Diffusion tensor tractography (DTT), derived from diffusion tensor imaging (DTI), introduced in 1990s, allows visualization and estimation of the PT in three dimensions (11, 12). A few studies using DTT have reconstructed the APT and described the characteristics of the APT in the normal human brain (13, 14). Several studies using DTT reported that the APT plays a critical role in recovery mechanisms of motor function in patients with brain injury (15–20).
In this mini-review, DTT studies of the APT were reviewed. Relevant studies were identified using the electronic databases Pubmed and MEDLINE, from 1966 to 2017. The following key words were used: DTI, DTT, PT, APT, corticospinal tract, stroke, traumatic brain injury, motor recovery, and brain plasticity. This review was limited to studies of humans. Finally, eight studies were selected and reviewed (13–20) (Table 1).
DTT Studies on the APT
Studies on Normal Subjects
For normal subjects, two studies have reported on the APT using DTT (13, 14). In 2009, Hong et al. reported the prevalence and pathway of the APT in 14 normal subjects (13). They found that the APT was identified in 5 (17.9%) of the 28 hemispheres of normal subjects, and it descended through the medial lemniscus at the midbrain and pons level, and then rejoined the PT at the upper medulla.

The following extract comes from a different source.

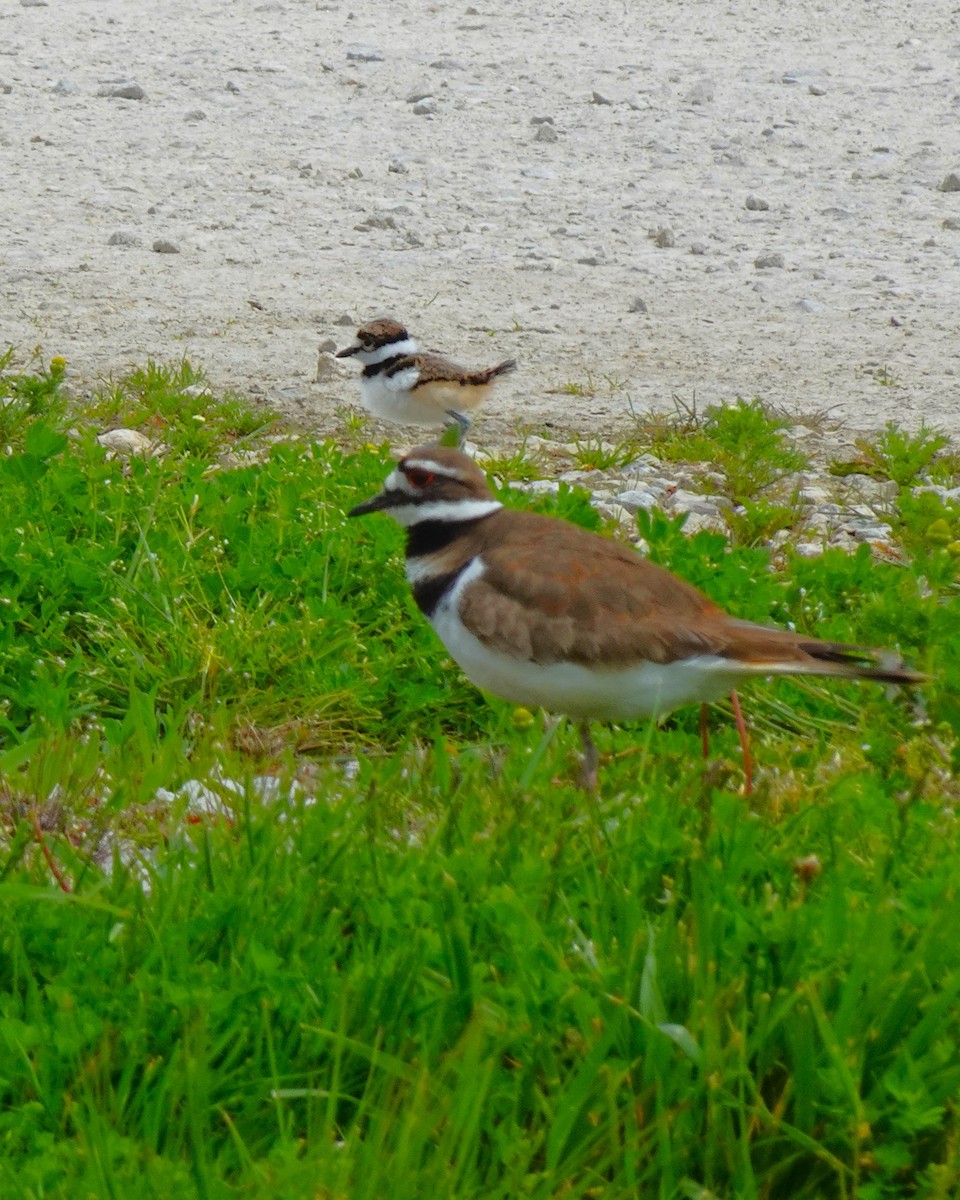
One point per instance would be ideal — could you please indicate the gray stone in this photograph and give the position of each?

In 2011, Kwon et al. described the several characteristics of the APT in comparison with the PT in 93 normal subjects (14); first, the PTs always originated from the primary sensorimotor cortex (SM1) while 26.5% of the APTs originated from the primary somatosensory cortex without a primary motor cortex origin (Figure 1); second, the value of fractional anisotropy (FA) of the APT (0.53), which represents the degree of diffusion process along axonal bundles, accounting for white matter microstructural integrity (e.g., axons, myelin, and microtubules) ranging from 0 to 1, was lower than that of the PT (0.59) (21). Third, the tract volume, which indicates the number of voxels contained within the neural tract of the APT (191.65) was less than that of the PT (592.91) (22). The authors concluded that the APT can be described as having less origin from the primary motor cortex, less directionality, and fewer neural fibers than the PT.

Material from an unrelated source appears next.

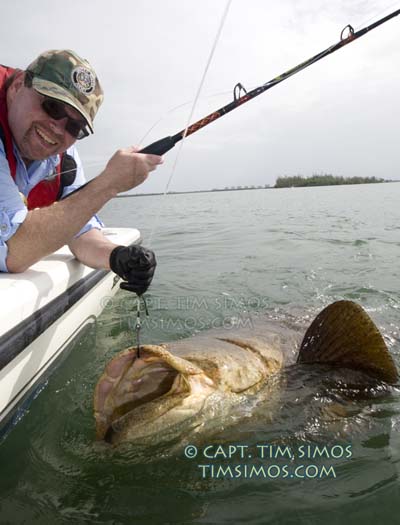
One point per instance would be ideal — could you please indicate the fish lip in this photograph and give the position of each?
(189, 380)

Figure 1. Results of diffusion tensor tractography for the pyramidal tract (PT) and the aberrant pyramidal tract (APT). (A) The PT and APT were constructed in the right hemisphere (red: the PT, yellow: the APT). The APT descended along the known pathway of the PT to the posterior limb of the internal capsule, then descended through the medial lemniscus from the midbrain to the pons (blue arrows). (B) The pathways of the PT and the APT are shown at the axial views (blue arrow: the APT was separated from the PT at the upper midbrain level, green arrow: the APT rejoined with the PT at the upper medulla level). Reprinted from “Characteristics of the APT in comparison with the PT in the human brain,” by Kwon et al. (14) with permission.
Studies on Patients with Brain Injury
To our best knowledge, six studies have reported on the APT in the patients with brain injury, including cerebral infarct, traumatic brain injury, and cerebral palsy (15–20). These studies suggest that the APT could contribute to motor recovery following brain injury.
In 2009, Jang reported on a patient whose motor function appeared to have recovered via an APT following a pontine infarct located in the PT area (15). The patient who had severe right hemiparesis due to an infarct in the left anterior pons slowly recovered to a nearly normal state over a period of 6 months after the onset. An APT, descending through the medial lemniscus from the midbrain to the pons, was detected in the left (affected) cerebral hemisphere on 6-month DTT. However, on the 6-month functional MRI, the contralateral primary SM1 was activated during the movements of affected hand as well as unaffected hand.
Lindenberg et al. (16) demonstrated that the patients with alternate motor fibers in the brainstem showed better motor function after middle cerebral artery infarcts (16). They recruited 35 chronic stroke patients with varying degrees of hemiparesis who underwent DTT at a chronic stage (at least 5 months from the onset). Fibers originating from the precentral gyrus were identified and separated into the PT and alternate motor fibers. Asymmetry indices of the values of FA and fiber number, comparing the affected to the unaffected hemispheres, were associated with the motor impairment scores. When all motor tracts (both the PT and alternate motor fibers) were taken into account, the asymmetry indices showed stronger correlation with the motor impairment scores than that of when only the PT was taken into account. The authors concluded that the integrity of all descending motor tracts including the alternate motor fibers, not merely the PT, appears to account for motor recovery following stroke. The alternate motor fibers appear to be the APT on their configurations although the authors did not specify that the alternate motor fibers were APTs.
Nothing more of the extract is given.